Decoding the Obesity Paradox in NSCLC
Dr Roberto Borea explores how BMI impacts NSCLC survival and molecular pathways, revealing key T-cell and redox data for IO and TKI treatment cohorts.
In this interview from the 2026 AACR Annual Meeting, Dr Roberto Borea of The Ohio State University details an investigation into the "obesity paradox" within non–small cell lung cancer (NSCLC). While obesity is typically linked to poorer outcomes in various malignancies, patients with NSCLC with a higher body mass index (BMI) often exhibit improved survival rates. Dr Borea’s research seeks to move past this clinical observation to uncover the underlying molecular mechanisms driving this phenomenon.
Utilizing a consortium database—a collaborative effort between Ohio State and the Moffitt Cancer Center—the research team analyzed clinical data alongside RNA and whole-exome sequencing from a cohort of nearly 300 patients. The study categorized patients into four BMI groups: obese, overweight, normal weight, and underweight. By performing pathway enrichment analysis on the RNA sequencing data, the researchers identified distinct biological signatures across these groups. Notably, obese patients showed significant enrichment in redox pathways, while overweight patients exhibited T-cell activation that was not present in the normal-weight cohort.

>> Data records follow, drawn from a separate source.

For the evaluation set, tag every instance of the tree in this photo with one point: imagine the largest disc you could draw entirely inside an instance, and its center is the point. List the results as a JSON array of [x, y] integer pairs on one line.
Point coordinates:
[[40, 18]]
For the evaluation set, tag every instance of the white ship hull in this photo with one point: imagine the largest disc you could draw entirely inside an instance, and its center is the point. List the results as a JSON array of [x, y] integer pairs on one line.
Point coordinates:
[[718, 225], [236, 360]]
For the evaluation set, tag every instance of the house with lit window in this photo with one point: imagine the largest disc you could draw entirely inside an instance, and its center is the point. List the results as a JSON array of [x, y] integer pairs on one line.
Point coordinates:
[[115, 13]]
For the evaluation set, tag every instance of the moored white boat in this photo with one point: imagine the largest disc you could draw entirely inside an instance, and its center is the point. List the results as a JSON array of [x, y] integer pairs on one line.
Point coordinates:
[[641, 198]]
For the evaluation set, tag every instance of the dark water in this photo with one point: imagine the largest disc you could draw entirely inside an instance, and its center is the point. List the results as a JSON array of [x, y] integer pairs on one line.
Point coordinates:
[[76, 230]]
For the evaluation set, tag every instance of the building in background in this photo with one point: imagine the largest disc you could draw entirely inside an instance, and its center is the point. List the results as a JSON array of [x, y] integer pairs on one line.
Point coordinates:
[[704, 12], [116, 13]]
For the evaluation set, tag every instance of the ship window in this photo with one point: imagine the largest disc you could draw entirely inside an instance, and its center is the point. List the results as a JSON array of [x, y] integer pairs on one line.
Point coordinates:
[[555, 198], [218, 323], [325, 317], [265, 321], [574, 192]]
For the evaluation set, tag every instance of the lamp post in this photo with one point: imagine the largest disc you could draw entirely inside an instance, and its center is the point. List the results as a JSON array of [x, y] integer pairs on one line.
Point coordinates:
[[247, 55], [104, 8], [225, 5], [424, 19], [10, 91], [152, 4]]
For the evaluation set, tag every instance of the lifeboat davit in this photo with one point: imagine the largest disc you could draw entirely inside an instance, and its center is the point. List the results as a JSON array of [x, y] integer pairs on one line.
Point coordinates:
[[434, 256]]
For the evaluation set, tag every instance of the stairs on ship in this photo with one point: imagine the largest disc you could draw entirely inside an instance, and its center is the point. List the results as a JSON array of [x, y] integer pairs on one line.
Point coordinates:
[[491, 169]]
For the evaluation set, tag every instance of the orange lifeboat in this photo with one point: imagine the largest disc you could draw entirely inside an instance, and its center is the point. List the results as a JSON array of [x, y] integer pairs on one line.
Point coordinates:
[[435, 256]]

Beyond general survival trends, the study’s most striking findings emerged when the data was sub-categorized by treatment type: chemotherapy, immunotherapy (IO), and tyrosine kinase inhibitors (TKIs). Dr Borea noted that the survival advantage associated with a higher BMI was particularly relevant in the immunotherapy and TKI groups. These results suggest that a patient's metabolic status may actively influence the efficacy of modern targeted and immune-based therapies.
Looking ahead, Dr Borea emphasizes that these results are preliminary and exploratory. The next phase of research involves deeper RNA sequencing within specific treatment categories to determine if the enriched pathways in high-BMI patients directly dictate treatment response. This work represents a critical step toward understanding how host factors like BMI can be used to better predict outcomes and personalize therapy in NSCLC.